"Yes, yes! I am sure it wasn't you. At such a time as this I am sure, quite sure, you could not tell me what was not true. I do believe you."
"I am speaking the truth to you. I say I didn't do it, and I don't know who did. I could not bear to be suspected by them—and they dismissed me. So we came here. Pattie doesn't know. I don't want her to know—unless my name is cleared some day, and everything comes out. Only, you will remember that it was not I. And Pattie will be alone in the world."
"No, not alone. She can never be alone while God is with her. He is with you too—at hand to help you."
Dale smiled dimly.
"If He wasn't—I should be in a bad way now," he panted. His breath came very painfully.
"Would you like to see the clergyman?"
"He has been. I should like to see him again. Soon—if possible."
Dale closed his eyes.

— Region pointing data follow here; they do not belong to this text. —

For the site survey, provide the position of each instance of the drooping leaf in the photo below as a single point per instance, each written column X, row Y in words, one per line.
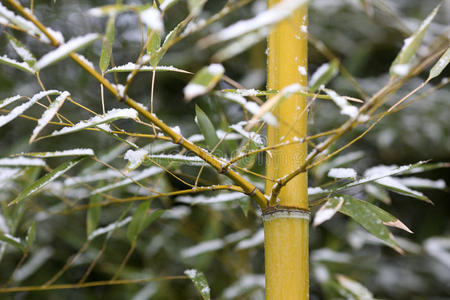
column 64, row 50
column 400, row 66
column 18, row 110
column 323, row 75
column 200, row 282
column 48, row 115
column 93, row 214
column 137, row 221
column 39, row 184
column 21, row 50
column 371, row 217
column 206, row 127
column 15, row 64
column 110, row 116
column 440, row 65
column 108, row 41
column 204, row 81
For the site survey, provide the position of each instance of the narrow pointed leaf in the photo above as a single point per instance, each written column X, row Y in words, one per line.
column 64, row 50
column 110, row 116
column 21, row 50
column 440, row 65
column 18, row 110
column 48, row 115
column 200, row 282
column 410, row 46
column 15, row 64
column 137, row 222
column 204, row 81
column 108, row 41
column 39, row 184
column 323, row 75
column 206, row 127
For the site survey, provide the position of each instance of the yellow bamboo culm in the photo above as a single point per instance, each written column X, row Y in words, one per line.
column 286, row 224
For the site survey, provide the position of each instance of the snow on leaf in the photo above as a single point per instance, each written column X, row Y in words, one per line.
column 412, row 43
column 342, row 173
column 71, row 152
column 203, row 81
column 49, row 114
column 130, row 67
column 65, row 49
column 14, row 63
column 39, row 184
column 440, row 65
column 328, row 210
column 23, row 107
column 22, row 161
column 266, row 18
column 112, row 115
column 200, row 282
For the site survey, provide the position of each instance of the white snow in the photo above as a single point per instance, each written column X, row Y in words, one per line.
column 49, row 113
column 201, row 199
column 342, row 173
column 22, row 161
column 256, row 240
column 108, row 228
column 65, row 49
column 193, row 90
column 9, row 100
column 152, row 18
column 20, row 65
column 135, row 157
column 114, row 114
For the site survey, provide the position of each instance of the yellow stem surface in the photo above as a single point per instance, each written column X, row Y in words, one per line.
column 286, row 225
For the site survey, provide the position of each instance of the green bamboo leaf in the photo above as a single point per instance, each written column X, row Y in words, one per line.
column 21, row 50
column 31, row 235
column 400, row 66
column 13, row 241
column 440, row 65
column 15, row 64
column 204, row 81
column 137, row 222
column 200, row 282
column 108, row 41
column 48, row 115
column 371, row 217
column 206, row 127
column 39, row 184
column 93, row 214
column 64, row 50
column 323, row 75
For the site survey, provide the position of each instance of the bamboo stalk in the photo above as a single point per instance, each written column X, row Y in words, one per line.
column 286, row 223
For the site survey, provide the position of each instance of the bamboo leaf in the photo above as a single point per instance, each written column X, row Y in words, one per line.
column 48, row 115
column 206, row 127
column 110, row 116
column 323, row 75
column 21, row 50
column 39, row 184
column 440, row 65
column 23, row 107
column 93, row 214
column 64, row 50
column 400, row 66
column 108, row 41
column 31, row 235
column 204, row 81
column 372, row 218
column 137, row 222
column 200, row 282
column 13, row 241
column 15, row 64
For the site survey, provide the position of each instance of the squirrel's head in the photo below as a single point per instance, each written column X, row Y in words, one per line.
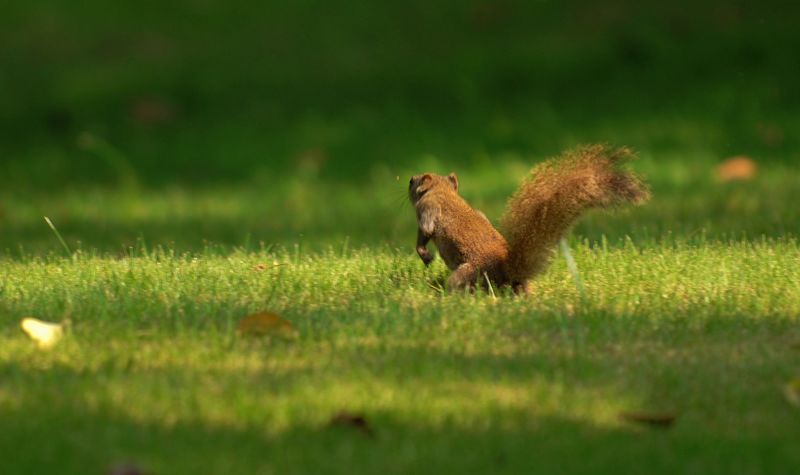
column 419, row 185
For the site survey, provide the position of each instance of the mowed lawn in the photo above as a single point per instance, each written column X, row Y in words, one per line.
column 203, row 162
column 152, row 370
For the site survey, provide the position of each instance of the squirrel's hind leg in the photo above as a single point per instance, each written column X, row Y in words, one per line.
column 521, row 288
column 464, row 276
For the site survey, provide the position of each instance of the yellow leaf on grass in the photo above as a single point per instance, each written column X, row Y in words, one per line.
column 738, row 168
column 792, row 392
column 45, row 334
column 266, row 324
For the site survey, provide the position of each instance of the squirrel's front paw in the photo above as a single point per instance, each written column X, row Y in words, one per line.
column 426, row 257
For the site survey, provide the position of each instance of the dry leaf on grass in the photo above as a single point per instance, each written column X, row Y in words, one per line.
column 45, row 334
column 792, row 392
column 125, row 469
column 739, row 168
column 661, row 420
column 356, row 421
column 266, row 324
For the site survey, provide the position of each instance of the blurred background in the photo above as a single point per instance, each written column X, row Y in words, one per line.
column 192, row 123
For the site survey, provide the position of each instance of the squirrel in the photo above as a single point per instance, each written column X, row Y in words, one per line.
column 537, row 216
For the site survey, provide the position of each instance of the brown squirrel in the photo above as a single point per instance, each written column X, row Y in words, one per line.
column 544, row 208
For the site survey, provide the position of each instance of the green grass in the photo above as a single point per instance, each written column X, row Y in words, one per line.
column 176, row 147
column 153, row 370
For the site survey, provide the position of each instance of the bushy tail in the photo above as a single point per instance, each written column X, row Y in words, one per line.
column 555, row 195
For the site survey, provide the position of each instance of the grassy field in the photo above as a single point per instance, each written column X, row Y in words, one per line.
column 203, row 162
column 153, row 370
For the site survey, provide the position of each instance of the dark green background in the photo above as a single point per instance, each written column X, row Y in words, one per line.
column 101, row 98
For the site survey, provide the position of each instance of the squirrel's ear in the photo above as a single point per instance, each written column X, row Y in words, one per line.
column 454, row 180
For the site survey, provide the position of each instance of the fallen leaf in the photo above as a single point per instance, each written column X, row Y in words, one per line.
column 125, row 469
column 265, row 324
column 151, row 111
column 356, row 421
column 661, row 420
column 45, row 334
column 739, row 168
column 792, row 392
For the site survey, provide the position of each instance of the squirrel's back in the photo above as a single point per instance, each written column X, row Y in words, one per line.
column 538, row 215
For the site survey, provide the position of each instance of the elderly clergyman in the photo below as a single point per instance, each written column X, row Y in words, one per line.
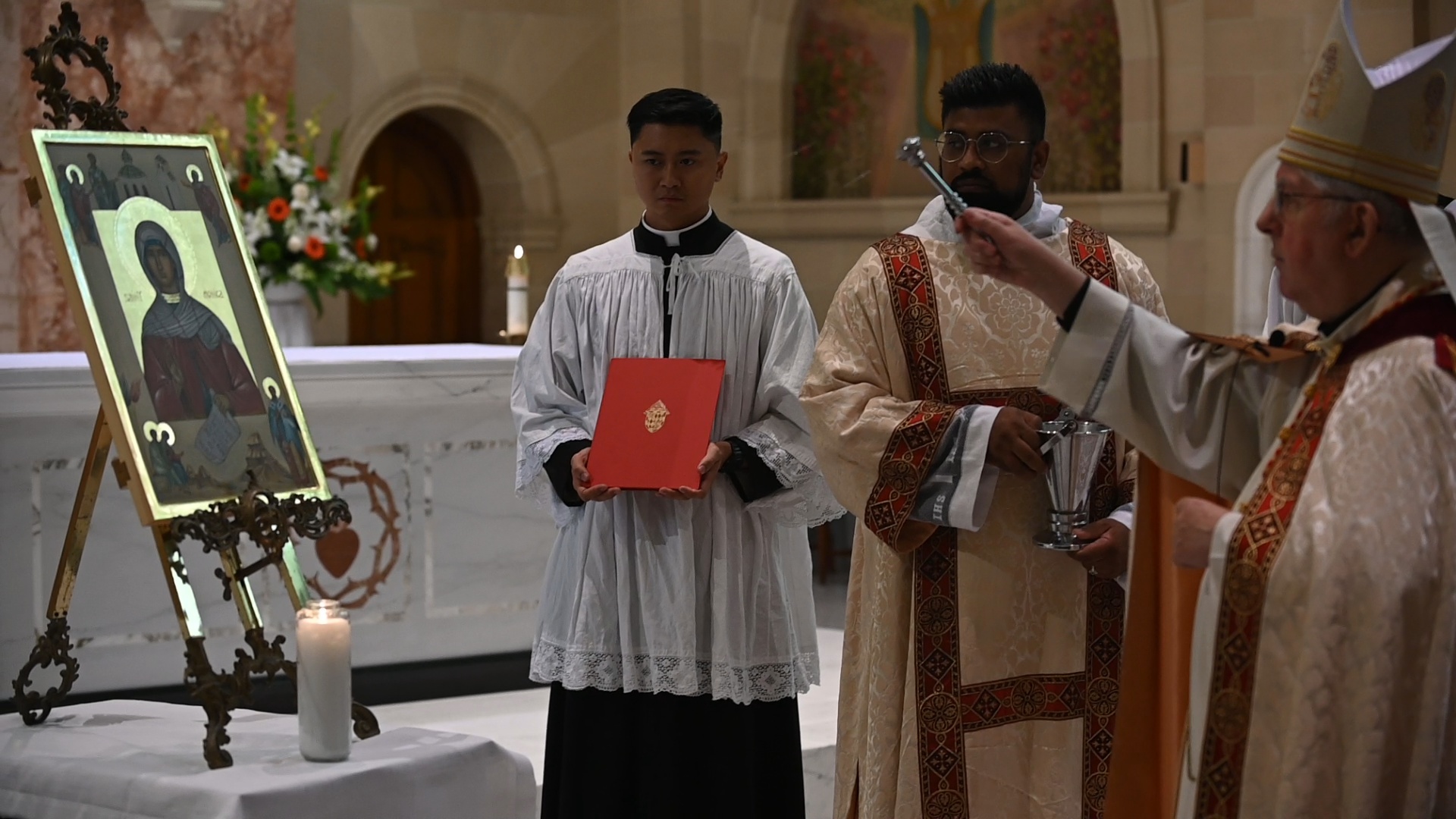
column 1324, row 662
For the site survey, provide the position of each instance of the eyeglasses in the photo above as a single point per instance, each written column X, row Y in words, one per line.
column 1280, row 199
column 989, row 146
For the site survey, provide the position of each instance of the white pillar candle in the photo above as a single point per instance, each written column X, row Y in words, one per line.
column 517, row 289
column 325, row 689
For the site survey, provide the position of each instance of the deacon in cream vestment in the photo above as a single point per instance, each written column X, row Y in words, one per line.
column 981, row 672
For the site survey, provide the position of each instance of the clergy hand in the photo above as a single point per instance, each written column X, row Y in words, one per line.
column 582, row 480
column 1014, row 442
column 718, row 452
column 1194, row 521
column 1107, row 554
column 1003, row 249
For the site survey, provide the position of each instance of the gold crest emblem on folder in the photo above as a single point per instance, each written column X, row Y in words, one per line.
column 655, row 417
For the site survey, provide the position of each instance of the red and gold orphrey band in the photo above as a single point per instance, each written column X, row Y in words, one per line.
column 1260, row 538
column 946, row 710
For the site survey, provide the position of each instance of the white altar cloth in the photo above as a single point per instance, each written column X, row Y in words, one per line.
column 126, row 758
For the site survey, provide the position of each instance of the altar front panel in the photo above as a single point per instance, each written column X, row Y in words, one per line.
column 441, row 560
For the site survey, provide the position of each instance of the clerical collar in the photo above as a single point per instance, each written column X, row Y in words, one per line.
column 699, row 240
column 1041, row 219
column 1329, row 327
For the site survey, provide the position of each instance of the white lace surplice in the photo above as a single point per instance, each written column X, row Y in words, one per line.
column 645, row 594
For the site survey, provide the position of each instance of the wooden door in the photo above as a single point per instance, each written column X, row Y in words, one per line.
column 427, row 221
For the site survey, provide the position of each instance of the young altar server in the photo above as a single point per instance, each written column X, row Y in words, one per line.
column 676, row 627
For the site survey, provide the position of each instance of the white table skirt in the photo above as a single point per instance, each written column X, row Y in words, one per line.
column 124, row 758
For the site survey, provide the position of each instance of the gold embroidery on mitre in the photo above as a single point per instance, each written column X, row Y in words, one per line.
column 1429, row 115
column 1324, row 85
column 655, row 416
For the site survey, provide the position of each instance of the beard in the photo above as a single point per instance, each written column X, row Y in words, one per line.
column 990, row 197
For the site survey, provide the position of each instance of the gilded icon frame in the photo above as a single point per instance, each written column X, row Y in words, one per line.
column 193, row 381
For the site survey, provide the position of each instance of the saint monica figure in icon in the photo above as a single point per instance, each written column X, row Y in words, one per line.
column 190, row 360
column 286, row 431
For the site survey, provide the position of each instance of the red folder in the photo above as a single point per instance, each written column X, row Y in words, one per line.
column 655, row 423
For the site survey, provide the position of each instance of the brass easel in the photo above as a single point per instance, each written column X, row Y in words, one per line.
column 264, row 518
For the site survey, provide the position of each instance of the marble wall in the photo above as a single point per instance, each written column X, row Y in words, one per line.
column 245, row 49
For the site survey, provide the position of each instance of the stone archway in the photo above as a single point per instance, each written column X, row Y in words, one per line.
column 541, row 222
column 767, row 91
column 1253, row 262
column 520, row 205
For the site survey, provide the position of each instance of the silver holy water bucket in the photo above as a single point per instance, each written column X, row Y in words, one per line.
column 1074, row 449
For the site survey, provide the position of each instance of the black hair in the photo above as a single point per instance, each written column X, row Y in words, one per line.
column 677, row 107
column 990, row 85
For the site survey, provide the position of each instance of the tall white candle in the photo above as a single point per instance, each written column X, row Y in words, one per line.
column 325, row 681
column 517, row 287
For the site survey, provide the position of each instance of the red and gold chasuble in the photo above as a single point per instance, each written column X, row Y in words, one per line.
column 946, row 708
column 1261, row 535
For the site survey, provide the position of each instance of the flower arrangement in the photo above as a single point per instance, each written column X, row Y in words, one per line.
column 300, row 226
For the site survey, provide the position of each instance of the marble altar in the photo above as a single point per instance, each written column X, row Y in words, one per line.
column 441, row 561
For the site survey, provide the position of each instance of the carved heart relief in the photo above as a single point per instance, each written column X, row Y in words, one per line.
column 337, row 550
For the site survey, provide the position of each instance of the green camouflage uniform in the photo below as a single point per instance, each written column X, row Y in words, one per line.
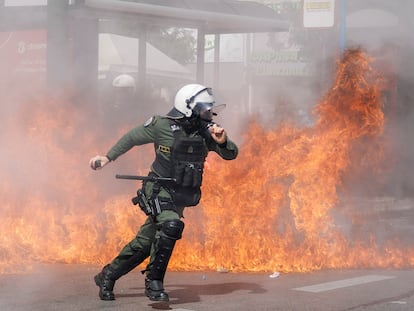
column 156, row 130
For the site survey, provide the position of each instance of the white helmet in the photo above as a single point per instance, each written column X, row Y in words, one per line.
column 195, row 99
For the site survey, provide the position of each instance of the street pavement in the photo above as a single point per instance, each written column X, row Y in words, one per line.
column 71, row 287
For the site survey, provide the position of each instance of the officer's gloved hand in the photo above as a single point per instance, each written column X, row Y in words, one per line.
column 218, row 134
column 98, row 162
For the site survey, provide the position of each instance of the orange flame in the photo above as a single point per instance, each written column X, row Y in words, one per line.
column 272, row 209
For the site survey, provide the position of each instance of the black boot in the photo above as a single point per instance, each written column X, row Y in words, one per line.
column 106, row 283
column 154, row 290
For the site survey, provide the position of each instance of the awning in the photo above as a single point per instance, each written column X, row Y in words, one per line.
column 213, row 16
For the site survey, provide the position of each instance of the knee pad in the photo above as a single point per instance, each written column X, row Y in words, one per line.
column 172, row 229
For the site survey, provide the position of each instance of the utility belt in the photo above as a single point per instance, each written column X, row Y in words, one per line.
column 178, row 196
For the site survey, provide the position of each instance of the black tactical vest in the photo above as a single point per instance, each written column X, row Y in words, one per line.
column 187, row 156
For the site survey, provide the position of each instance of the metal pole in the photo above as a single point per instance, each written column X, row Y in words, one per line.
column 200, row 55
column 342, row 26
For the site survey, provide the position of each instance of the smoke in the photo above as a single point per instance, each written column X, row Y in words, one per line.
column 47, row 137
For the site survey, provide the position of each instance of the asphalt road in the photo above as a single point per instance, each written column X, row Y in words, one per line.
column 71, row 287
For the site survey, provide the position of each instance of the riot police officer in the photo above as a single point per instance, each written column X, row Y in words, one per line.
column 182, row 139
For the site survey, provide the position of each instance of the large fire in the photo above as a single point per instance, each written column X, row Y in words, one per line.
column 274, row 208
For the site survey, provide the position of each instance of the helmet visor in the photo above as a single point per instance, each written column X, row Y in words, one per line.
column 207, row 111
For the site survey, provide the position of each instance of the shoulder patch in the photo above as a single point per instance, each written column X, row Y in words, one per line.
column 150, row 121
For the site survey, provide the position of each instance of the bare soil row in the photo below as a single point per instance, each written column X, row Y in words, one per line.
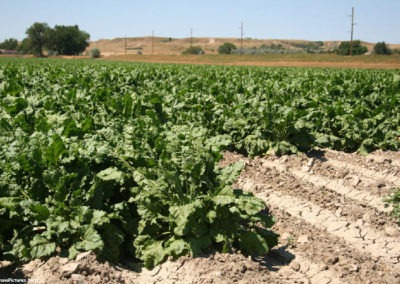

Cragg wondered whether he would live until the Vicar could come. He doubted it. He would have liked to kneel down by the sick-bed and to offer up a few words of prayer, but shyness withheld him. He muttered only a subdued, "God bless you, poor fellow!" and then without another word he cautiously tip-toed from the room. Outside the door the nurse stood waiting.
"I'll ask the Vicar to call. He says he would like to see him at once, if I can get him. He looks bad," observed Cragg.
"He won't be here much longer. But he's ready to go," the nurse said confidently. "To hear him praying in the night—! I'm sure I wish everybody else was as ready as Mr. Dale is to go."